Our daughter was summarily kicked out of her apartment several days ago. The manager, accompanied by two large men, let herself in with a master key, rousted Polly out of bed, and ordered her out on the spot. Polly grabbed her cats and fled to our place, minus purse, ID, toiletries, clothes, and everything else. They changed the locks that morning and for the past few days haven’t let her back in to get her necessities. They’re allowing her into the apartment today to gather up what she can in a few hours. Habitat for Humanity is supposed to come by to pick up her furniture; she plans to get everything important, including an expensive sewing machine Donna had lent her, and bring it back here. She’s using my truck, and I expect her to fill it.
She’ll be with us, camping in the guest bedroom, for a while. She has to find another job before she can get set up on her own again. Yes, she’s a mess. The situation she created for herself is a mess. And yes, her mess is now our mess, too. So yeah, I’m kind of depressed. But that’ll pass. It always does.

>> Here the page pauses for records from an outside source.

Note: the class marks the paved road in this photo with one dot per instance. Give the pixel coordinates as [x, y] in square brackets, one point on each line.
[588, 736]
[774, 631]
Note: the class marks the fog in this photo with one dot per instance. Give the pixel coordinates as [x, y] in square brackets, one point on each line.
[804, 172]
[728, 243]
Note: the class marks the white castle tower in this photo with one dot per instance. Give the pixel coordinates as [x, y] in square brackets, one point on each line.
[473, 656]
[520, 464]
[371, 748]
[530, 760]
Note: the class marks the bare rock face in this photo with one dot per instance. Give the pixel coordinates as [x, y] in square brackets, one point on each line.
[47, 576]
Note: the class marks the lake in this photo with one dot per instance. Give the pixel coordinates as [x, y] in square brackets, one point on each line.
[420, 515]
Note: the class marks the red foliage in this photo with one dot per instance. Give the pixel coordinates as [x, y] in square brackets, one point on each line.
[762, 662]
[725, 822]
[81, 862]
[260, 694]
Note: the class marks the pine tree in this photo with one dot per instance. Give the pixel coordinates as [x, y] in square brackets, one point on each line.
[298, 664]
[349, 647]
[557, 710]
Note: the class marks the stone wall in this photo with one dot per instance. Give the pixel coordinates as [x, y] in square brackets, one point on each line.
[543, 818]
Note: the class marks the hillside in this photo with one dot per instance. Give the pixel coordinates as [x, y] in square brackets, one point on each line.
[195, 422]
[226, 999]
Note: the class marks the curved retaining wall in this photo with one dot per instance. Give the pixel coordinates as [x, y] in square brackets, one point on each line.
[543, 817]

As previously reported, Donna’s away on a long-planned trip to visit her sisters in Michigan and I’m holding down Fort Tucson. The dogs aren’t happy she’s gone, but they do enjoy the extra room on the bed at night. I’m betting Donna misses having one or two doggie butts pressed up against her side when she sleeps!

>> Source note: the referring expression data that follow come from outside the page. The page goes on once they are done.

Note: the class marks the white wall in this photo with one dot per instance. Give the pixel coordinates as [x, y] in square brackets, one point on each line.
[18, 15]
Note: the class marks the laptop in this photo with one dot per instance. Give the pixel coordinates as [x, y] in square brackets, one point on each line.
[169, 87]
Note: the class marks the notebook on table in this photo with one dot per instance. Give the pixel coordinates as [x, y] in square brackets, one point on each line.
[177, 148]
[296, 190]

No aliens, no spaceships, no invasion of Earth. After reading this fascinating oral history* of the creation of Carl Sagan’s movie Contact, I wanted to watch it again. It’s available through a few streaming services, but at extra cost, so I bought a Blu-Ray DVD from Amazon and plan to watch it tonight. I’ve been going through the seasons of The Expanse on Amazon Prime (I’m on my fourth go-around with that series. still seeing connections and noticing new details in every episode) and devouring For All Mankind on Apple TV. I’ve been a fan of science fiction since my early teens, but I’m pickier now, unable to sit through trash SF (and lordy is there a lot of that). Go into the details and make me believe and I’m yours, writers and directors.
*So if it’s an oral history, how is it a written article and not a podcast, huh?